Un engagement à réduire d’un tiers les émissions de CO2 pour la construction des routes d’ici 2020.DR

La fédération nationale des travaux publics et le ministère du développement durable ont signé hier un accord qui engage les entreprises, particulièrement les constructeurs de route, à réduire d’un tiers leurs émissions de CO2 d’ici 2020, à recycler 100% des matériaux géologiques employés ou encore à couper de moitié leur consommation d’eau. Un bel effort pour des entreprises qui n’ont pas une bonne image environnementale dans l’opinion publique.

L’automobile n’a pas bonne presse dans le développement durable. Malgré la crise, les difficultés du secteur et l’ampleur des aides publiques, elle peine à inventer un modèle plus respectueux de l’environnement et des énergies fossiles. Les signaux d’alarme se multiplient, de la baisse des ventes de véhicules à la baisse de fréquentation des autoroutes. Celle-ci, chiffrée à 1,4 % en 2008, inquiètent d’autant plus les gestionnaires d’autoroute qu’elle ne s’explique pas, comme ils l’avaient d’abord pensé, par la hausse des carburants du début de l’année 2008, puisque la baisse a continué avec le retour de l’essence à un prix plus acceptable pour le portefeuille des automobilistes.


C’est cependant du côté de la construction des routes et autoroutes qu’un signal fort a été donné hier avec la signature d’un accord entre le ministère du développement durable et les entreprises de travaux publics.


Cet accord, qui engage les entreprises de terrassement et de construction routière, soit plus de la moitié des activités de travaux publics, stipule que ces dernières vont réduire de 33% leurs émissions de CO2 d’ici 2020. Soit 13% de plus que l’engagement pris au niveau européen pour l’ensemble des activités humaines. En outre, les entreprises vont réemployer ou valoriser 100% des matériaux géologiques naturels excavés sur les chantiers de terrassement ou encore réduire de 50% de la consommation d’eau sur les chantiers.

Procédés innovants et pression des commanditaires

La Fédération nationale des travaux publics, dont les adhérents revendiquaient un chiffre d’affaires de 43 milliards d’euros en 2007, n’est pas aussi étrangère qu’on pourrait le penser au développement durable. D’abord parce que les matériaux employés sont de plus en plus performants. Ensuite parce que les élus, commanditaires des travaux, sont de plus en plus exigeants. Un nouveau sondage de BVA, qui a interrogé 300 représentants de collectivités locales, apprend que 86% des sondés disent avoir intégré le développement durable dans leurs priorités, malgré le surcoût que celui-ci pourrait entraîner. Cela se remarque déjà dans les aménagements conduits par les collectivités, notamment dans la dépollution des sols.

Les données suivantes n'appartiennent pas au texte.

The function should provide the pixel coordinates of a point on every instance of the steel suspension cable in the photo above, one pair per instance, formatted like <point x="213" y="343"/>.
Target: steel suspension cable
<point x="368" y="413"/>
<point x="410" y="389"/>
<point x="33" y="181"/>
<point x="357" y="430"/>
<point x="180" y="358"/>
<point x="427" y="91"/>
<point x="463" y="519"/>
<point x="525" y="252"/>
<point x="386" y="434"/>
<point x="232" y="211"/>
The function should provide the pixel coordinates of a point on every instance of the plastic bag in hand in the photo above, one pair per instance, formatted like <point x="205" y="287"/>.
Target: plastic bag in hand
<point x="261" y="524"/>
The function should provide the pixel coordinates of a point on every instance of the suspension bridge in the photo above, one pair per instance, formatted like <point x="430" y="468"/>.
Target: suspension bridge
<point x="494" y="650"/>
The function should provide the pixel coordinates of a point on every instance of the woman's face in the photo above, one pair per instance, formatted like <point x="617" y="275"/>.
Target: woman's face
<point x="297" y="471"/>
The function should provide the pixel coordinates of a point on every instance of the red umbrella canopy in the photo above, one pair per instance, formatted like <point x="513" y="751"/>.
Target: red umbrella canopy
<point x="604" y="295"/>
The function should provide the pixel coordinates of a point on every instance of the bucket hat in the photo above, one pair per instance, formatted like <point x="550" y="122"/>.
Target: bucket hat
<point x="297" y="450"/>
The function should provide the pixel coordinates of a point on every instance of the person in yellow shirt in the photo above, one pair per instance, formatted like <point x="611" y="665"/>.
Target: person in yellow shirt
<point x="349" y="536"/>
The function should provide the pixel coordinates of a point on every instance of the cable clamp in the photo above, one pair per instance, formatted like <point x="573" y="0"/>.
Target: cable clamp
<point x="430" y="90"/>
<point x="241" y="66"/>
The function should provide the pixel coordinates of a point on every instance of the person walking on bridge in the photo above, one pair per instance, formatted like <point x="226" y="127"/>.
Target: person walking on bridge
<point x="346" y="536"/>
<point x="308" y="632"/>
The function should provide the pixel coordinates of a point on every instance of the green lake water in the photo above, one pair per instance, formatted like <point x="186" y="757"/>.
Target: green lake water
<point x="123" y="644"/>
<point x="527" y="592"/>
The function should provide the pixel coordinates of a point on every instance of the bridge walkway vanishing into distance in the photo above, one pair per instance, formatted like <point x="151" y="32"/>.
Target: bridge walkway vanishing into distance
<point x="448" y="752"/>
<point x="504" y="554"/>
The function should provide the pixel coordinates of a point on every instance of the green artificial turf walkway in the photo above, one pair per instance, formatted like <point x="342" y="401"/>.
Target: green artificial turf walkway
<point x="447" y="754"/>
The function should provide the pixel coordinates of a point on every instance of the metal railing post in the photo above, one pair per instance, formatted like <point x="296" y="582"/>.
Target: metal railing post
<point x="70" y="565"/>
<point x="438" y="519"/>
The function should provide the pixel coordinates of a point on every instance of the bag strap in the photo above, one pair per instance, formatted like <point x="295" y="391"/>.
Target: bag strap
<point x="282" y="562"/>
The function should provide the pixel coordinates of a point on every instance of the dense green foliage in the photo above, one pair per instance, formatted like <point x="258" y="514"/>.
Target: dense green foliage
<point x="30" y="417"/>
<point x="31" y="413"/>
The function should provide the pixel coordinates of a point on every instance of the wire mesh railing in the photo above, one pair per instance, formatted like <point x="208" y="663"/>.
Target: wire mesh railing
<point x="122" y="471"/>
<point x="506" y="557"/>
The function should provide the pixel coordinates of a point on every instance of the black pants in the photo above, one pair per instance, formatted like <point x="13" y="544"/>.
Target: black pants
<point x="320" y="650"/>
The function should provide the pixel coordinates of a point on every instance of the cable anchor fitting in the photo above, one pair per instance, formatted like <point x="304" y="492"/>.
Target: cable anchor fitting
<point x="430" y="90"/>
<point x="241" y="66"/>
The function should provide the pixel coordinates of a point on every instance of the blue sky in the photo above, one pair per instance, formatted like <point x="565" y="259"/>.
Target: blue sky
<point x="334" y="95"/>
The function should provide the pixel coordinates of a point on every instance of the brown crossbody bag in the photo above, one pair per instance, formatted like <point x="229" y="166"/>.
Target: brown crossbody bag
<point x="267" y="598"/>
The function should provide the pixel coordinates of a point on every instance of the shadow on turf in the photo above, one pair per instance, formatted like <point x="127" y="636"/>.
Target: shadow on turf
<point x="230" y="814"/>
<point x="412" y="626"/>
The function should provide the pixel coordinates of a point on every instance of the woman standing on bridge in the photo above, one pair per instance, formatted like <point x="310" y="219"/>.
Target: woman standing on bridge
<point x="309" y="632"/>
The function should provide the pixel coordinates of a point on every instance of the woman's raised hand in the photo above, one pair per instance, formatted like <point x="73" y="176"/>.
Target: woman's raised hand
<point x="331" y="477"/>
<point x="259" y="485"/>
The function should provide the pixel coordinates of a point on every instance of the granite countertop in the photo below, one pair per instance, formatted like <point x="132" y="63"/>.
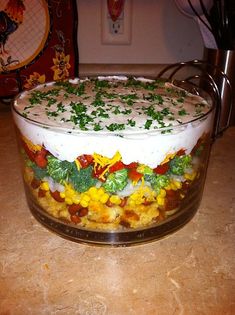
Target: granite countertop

Désormais, les routes et autoroutes vont donc se verdir, même si cela paraît antinomique aux défenseurs du tout transport public. Conscientes de l’image plutôt négative qu’elles ont en terme environnemental dans l’opinion publique, les entreprises de travaux publics qui travaillent dans le secteur routier ont donc tenté depuis des années d’être en pointe en matière d’innovation durable. On peut ainsi trouver sur le site de la Fédération nationale des travaux publics, une rubrique intitulée « Bonnes pratiques environnementales » qui décrit les procédés existants pour réduire l’impact écologique de construction de ce qui reste une voie grise à travers les paysages verts.